23 janv. 2019 Niv. 1
L'État a répondu
Création de l'alerte : 31 juil. 2018 Chypre

Menace de mort à l'encontre du journaliste Costas Constantinou

Source de la menaceNon-étatique
CatégorieAtteintes à la sécurité et à l’intégrité physique des journalistes
Auteur FEJ/FIJ AEJ
Auteur FEJ/FIJ AEJ
Le 20 juillet 2018, le journaliste Costas Constantinou a reçu une menace de mort sur Facebook publiée sous un post dans lequel il exprimait son opinion à l’occasion du jour anniversaire de l'invasion turque de Chypre en 1974. Le journaliste a également partagé sa critique des événements survenus à la suite de l'invasion turque lors d’un programme de discussion diffusé à la radio, au cours duquel il a identifié ceux qui, selon lui, en ont bénéficié. Son poste a été partagé sur le groupe Facebook "Dimokratiki Paremvasi" (Intervention Démocratique), qui compte plus de 20 000 membres. L'un des commentaires postés en réponse disait "quelqu'un devrait lui mettre une balle dans la tête pour mettre fin à cela. Un Turc dans tous les sens du terme ". Costas Constantinou a régulièrement partagé son point de vue sur les questions politiques et sociales à Chypre dans ses chroniques et émissions de radio dans des médias appartenant au groupe Politis, qui est controversé dans certains milieux. Le journaliste a également reçu des menaces anonymes et des commentaires désobligeants sur son travail dans le passé.
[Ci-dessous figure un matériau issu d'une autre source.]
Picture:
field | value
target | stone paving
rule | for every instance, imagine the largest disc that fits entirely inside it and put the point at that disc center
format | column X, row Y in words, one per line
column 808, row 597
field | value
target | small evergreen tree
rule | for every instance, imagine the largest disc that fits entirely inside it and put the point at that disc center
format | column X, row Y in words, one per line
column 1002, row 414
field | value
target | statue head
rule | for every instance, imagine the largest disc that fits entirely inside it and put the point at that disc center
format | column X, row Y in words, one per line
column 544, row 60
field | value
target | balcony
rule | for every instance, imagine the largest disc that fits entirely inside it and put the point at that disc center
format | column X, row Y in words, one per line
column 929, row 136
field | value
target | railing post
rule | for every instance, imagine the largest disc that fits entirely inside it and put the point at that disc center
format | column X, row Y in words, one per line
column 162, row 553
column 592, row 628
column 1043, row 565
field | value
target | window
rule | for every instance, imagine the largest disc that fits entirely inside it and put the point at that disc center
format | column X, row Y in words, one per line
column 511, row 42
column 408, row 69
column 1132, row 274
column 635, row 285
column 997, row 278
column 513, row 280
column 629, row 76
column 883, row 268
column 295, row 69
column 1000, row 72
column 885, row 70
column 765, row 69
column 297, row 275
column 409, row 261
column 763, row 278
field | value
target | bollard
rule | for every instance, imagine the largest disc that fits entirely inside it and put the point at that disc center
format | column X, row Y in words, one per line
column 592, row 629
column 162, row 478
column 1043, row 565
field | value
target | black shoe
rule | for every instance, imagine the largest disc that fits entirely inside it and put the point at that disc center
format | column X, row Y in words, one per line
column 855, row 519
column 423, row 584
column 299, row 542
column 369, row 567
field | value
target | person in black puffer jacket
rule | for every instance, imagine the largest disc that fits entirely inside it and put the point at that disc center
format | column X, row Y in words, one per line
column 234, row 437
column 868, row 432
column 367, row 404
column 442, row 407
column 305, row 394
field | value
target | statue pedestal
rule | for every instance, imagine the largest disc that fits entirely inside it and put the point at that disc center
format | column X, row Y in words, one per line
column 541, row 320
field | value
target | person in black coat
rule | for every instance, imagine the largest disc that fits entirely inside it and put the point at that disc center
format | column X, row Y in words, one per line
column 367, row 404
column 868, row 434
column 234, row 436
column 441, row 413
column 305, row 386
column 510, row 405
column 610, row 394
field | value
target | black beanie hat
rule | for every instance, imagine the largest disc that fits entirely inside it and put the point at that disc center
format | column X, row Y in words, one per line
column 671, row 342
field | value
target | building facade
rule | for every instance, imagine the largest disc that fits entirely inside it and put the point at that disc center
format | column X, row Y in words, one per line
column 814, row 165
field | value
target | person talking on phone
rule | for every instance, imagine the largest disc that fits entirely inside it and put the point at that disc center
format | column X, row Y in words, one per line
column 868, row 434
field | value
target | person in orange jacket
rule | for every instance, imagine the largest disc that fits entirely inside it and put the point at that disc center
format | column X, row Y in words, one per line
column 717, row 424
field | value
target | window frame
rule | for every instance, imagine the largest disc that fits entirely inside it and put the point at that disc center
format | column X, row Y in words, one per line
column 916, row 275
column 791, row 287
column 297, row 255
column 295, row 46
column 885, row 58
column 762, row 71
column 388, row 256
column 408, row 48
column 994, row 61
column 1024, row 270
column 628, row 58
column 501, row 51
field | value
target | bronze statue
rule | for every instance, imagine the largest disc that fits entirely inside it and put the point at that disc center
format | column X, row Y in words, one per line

L'affaire a été signalée au chef de la police de Chypre.
Mises à jour
Nouveau 17 juil. 2019
02 août 2018
Le 29 juillet 2018, le groupe Politis a porté plainte contre le mercenaire Charalambos Zinonos, qui avait menacé de les brûler vifs dans un message sur les réseaux sociaux, à la suite d'un article traitant du meurtre de Chypriotes turcs à Pyla en 1964. Constantinou a déclaré que « la police a recueilli des déclarations concernant les deux cas de menaces sur Internet, et ils ont fait savoir qu'ils poursuivront les coupables, quoi qu’il arrive". Il a ajouté que les autorités semblaient déterminées à régler ces problèmes de harcèlement en ligne.